I laid out my expectations for the “experiment” and set mini-deadlines for them to meet. I was pleased to see how these kids went straight to the heart of the exercise, taking ownership of their learning. They knew what they were passionate about and dove deep into their research to learn more. “I love the fact that we are able to choose our own topic,” one student shared when they first embarked on their project.
We utilized Thrively.com and other credible websites to gather information and relevant data. I held them accountable for their time and assigned them weekly “reports” on their findings. Once the third report was completed, the students were ready to narrow their original list of 2-3 topics down to one.

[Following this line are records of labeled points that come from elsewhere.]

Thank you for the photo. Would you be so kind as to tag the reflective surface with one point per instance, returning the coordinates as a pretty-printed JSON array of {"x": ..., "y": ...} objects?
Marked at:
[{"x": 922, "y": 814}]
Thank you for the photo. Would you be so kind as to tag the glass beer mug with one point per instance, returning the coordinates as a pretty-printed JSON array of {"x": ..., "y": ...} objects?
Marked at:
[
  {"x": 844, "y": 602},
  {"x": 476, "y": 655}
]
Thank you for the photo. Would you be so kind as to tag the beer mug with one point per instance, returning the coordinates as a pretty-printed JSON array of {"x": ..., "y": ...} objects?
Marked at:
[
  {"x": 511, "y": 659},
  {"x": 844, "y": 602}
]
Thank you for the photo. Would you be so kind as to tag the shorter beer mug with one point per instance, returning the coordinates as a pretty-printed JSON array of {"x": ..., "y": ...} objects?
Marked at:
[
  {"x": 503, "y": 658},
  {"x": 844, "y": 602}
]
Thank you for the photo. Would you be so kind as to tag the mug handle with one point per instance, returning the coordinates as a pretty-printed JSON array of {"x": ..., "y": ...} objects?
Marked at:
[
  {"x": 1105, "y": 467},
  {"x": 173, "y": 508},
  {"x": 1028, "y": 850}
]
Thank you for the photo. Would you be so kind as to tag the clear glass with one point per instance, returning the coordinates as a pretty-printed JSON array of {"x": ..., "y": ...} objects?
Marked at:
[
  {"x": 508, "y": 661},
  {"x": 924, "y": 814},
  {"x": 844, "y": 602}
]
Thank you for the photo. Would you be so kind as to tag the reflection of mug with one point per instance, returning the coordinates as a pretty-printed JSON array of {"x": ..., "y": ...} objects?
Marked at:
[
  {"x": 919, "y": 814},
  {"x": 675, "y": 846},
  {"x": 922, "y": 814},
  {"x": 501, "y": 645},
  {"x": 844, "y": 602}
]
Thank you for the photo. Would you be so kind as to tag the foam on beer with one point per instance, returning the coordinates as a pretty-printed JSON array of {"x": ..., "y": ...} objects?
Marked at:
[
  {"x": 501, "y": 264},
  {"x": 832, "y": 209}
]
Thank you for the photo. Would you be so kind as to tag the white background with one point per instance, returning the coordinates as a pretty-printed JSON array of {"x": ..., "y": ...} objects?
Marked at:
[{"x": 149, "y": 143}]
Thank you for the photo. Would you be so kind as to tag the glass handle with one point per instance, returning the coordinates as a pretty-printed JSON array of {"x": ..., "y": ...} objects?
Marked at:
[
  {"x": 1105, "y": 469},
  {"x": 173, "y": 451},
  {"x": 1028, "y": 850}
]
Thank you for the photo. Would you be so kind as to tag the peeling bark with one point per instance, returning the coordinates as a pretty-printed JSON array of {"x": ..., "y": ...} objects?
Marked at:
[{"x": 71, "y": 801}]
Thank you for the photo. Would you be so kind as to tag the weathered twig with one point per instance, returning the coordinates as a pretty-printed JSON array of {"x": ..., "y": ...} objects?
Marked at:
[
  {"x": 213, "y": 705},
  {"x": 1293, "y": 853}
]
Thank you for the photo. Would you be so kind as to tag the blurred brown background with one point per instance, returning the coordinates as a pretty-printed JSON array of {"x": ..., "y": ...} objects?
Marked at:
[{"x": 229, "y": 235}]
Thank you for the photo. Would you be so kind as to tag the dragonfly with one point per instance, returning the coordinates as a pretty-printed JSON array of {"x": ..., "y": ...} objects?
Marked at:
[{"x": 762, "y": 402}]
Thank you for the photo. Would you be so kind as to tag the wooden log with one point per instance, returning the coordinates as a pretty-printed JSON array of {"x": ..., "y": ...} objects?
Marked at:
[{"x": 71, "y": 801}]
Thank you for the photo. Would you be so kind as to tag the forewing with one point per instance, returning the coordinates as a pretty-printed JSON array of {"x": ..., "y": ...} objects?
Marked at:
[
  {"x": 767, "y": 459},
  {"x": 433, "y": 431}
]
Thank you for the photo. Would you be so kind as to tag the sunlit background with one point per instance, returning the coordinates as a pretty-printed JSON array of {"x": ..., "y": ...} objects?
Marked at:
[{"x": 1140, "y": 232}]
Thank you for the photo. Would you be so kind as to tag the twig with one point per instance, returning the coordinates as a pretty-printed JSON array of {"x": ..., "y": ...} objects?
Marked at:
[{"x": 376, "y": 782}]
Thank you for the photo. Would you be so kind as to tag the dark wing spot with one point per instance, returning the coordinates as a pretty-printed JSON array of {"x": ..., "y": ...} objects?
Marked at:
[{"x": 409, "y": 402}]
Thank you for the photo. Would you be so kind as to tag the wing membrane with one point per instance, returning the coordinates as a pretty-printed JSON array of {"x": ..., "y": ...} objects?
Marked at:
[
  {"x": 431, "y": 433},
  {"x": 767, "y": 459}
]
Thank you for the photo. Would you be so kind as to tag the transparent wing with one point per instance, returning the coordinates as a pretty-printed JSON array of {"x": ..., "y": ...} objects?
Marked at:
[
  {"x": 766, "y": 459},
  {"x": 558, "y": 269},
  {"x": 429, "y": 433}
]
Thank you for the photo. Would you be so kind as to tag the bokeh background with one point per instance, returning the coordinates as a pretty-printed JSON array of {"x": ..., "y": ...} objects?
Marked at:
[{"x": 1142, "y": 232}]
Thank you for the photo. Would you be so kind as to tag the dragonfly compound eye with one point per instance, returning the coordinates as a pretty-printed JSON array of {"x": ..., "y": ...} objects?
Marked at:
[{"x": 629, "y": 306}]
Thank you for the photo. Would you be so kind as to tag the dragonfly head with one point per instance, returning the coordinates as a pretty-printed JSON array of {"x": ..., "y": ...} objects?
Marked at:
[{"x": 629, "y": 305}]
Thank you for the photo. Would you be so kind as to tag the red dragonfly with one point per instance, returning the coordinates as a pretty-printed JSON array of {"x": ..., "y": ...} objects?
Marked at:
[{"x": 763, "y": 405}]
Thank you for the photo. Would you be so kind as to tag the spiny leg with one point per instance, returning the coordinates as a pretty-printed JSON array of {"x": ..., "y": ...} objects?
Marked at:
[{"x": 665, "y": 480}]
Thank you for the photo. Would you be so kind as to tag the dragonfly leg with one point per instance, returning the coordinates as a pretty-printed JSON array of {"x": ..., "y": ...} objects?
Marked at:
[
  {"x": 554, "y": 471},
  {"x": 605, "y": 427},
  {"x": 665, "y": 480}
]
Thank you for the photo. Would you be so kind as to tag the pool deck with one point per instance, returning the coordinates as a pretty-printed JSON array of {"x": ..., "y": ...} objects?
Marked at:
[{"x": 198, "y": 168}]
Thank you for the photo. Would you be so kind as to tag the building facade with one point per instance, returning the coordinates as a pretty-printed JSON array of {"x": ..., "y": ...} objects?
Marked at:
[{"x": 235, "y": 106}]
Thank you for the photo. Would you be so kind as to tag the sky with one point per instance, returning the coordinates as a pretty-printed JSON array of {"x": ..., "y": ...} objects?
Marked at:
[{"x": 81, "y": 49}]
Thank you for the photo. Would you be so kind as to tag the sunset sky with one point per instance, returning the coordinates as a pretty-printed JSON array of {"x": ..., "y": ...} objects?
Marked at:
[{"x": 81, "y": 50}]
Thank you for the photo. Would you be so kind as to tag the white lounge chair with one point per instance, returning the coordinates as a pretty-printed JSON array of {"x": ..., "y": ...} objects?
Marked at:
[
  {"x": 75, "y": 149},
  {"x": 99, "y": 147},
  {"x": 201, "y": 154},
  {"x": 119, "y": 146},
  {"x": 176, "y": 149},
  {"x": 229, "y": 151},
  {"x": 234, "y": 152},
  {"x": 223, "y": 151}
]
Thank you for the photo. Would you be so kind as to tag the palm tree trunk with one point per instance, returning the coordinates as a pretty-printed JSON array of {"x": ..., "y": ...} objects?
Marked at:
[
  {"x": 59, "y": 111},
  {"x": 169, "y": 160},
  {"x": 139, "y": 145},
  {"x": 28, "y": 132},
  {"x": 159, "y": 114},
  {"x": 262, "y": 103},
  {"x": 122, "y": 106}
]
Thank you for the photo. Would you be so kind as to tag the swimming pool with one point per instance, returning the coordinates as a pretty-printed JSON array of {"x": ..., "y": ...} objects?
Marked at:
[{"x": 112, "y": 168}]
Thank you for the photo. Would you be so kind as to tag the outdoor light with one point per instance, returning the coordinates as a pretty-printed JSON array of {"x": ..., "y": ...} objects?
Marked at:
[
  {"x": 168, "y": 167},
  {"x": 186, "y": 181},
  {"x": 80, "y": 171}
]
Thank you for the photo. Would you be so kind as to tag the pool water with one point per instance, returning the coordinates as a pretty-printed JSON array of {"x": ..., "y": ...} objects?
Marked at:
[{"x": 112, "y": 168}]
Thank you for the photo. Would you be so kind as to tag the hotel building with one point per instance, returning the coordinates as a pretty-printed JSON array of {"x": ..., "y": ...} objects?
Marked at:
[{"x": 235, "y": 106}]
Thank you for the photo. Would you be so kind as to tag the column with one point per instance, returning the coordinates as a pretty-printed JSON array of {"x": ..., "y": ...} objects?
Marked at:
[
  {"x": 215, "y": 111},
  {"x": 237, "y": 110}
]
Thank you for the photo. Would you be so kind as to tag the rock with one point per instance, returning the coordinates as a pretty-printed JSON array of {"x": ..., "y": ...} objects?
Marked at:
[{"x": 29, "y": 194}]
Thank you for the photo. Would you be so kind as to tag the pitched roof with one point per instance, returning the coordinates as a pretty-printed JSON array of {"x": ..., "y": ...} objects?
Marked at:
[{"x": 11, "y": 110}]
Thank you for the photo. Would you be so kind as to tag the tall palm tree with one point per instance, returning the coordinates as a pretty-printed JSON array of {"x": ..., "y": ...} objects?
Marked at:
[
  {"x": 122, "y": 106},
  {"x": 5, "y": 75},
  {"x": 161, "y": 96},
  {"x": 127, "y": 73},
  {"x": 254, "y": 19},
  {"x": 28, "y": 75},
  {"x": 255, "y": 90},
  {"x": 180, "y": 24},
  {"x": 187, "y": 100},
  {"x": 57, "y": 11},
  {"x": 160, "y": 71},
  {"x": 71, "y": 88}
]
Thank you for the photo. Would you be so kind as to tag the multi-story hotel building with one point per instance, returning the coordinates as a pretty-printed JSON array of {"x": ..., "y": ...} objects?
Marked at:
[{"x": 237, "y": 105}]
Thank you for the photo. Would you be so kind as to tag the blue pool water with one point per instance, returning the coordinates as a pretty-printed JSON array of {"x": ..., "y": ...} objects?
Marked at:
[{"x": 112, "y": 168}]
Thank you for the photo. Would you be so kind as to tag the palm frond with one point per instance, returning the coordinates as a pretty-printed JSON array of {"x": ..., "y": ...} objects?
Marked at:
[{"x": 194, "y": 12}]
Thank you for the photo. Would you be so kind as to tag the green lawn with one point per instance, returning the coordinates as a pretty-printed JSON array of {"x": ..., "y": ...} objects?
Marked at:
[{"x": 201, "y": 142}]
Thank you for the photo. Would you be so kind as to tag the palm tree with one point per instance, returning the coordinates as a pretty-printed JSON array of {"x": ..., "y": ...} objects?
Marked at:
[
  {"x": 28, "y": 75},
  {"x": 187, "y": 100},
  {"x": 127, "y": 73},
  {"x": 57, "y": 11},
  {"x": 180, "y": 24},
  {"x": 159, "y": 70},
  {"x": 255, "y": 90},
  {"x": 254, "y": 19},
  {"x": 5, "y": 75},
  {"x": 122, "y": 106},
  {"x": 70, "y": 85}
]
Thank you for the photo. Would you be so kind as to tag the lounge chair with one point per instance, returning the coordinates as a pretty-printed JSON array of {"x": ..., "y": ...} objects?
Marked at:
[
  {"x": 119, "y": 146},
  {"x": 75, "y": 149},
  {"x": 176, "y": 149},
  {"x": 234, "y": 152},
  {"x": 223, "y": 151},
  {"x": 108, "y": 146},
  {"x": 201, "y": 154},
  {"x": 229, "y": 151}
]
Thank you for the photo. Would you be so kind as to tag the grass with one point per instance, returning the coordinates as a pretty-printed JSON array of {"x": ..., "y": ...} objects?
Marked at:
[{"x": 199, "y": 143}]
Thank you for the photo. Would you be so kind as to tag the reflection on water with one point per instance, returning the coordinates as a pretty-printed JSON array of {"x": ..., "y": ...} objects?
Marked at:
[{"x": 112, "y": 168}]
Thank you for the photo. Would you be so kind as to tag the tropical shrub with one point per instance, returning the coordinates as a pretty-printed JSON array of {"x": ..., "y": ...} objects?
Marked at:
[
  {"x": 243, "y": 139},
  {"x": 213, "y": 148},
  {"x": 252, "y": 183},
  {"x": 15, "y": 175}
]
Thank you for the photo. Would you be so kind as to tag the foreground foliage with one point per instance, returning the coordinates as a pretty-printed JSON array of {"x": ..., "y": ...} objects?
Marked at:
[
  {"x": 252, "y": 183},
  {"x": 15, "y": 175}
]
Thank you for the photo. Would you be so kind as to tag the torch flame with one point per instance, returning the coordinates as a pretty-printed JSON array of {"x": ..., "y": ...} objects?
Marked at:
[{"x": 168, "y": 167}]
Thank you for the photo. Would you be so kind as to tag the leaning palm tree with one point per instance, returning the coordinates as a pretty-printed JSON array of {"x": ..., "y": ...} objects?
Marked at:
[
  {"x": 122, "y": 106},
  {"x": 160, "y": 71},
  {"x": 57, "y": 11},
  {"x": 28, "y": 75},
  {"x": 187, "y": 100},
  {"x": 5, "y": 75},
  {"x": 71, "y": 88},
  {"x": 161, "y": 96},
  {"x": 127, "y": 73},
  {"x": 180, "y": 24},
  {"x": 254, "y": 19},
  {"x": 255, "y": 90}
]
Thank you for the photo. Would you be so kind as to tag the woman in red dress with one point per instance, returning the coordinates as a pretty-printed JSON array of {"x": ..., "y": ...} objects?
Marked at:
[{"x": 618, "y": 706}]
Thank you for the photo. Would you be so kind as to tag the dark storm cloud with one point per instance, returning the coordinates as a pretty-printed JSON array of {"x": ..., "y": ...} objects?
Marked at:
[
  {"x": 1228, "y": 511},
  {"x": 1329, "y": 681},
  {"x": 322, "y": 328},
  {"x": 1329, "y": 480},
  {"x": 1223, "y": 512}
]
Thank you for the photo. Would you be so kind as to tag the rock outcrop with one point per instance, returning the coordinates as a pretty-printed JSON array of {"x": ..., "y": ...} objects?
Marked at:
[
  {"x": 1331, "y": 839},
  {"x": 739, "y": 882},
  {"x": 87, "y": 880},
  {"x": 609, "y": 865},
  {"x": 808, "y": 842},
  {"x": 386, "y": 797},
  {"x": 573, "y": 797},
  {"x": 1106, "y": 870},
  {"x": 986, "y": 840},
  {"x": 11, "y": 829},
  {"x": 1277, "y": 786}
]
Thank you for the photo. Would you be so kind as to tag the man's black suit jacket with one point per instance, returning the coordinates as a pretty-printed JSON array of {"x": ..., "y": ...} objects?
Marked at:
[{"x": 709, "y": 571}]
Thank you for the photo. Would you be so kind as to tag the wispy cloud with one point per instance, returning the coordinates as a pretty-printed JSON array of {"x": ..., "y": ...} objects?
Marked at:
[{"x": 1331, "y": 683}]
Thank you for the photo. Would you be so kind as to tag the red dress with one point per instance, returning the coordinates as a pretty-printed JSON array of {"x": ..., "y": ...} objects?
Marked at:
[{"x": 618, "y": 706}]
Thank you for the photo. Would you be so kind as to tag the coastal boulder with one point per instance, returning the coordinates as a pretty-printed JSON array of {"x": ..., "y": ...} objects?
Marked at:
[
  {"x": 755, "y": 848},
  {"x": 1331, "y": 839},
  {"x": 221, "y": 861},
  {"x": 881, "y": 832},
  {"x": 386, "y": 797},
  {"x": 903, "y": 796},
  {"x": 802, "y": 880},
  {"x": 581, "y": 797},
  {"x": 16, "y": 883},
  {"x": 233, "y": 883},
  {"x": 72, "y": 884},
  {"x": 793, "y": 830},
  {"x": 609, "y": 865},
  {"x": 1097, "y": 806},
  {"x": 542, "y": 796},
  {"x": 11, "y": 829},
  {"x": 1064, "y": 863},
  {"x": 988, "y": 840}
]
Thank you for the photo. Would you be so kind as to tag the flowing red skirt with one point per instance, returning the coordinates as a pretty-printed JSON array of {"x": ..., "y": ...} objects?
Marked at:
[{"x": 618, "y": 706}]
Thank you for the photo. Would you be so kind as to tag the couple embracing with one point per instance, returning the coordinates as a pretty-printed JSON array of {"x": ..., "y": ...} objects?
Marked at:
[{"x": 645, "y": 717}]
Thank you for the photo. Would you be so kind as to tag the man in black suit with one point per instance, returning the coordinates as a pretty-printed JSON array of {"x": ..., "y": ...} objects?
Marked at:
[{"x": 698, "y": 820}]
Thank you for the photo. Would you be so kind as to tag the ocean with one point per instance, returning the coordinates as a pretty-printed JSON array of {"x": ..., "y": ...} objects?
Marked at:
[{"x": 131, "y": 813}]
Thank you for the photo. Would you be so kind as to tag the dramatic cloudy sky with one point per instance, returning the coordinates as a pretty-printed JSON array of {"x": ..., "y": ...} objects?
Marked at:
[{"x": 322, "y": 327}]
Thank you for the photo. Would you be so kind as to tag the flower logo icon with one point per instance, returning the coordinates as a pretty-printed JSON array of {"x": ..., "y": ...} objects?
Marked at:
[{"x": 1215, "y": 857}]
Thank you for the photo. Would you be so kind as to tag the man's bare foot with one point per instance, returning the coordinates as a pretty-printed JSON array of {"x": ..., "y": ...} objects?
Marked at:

Over the course of the semester, I conferenced with each student to assess and track their progress and to offer feedback and assistance where needed. Most worked independently, some in pairs. Some sought outside expertise, others surveyed teachers and students and asked well thought-out questions, while others relied on data from their research to complete their work. Yes, they were chatty and loud! Their reactions to whatever they were reading were highly audible, but it was heartening to see them so enthused and so involved in their learning.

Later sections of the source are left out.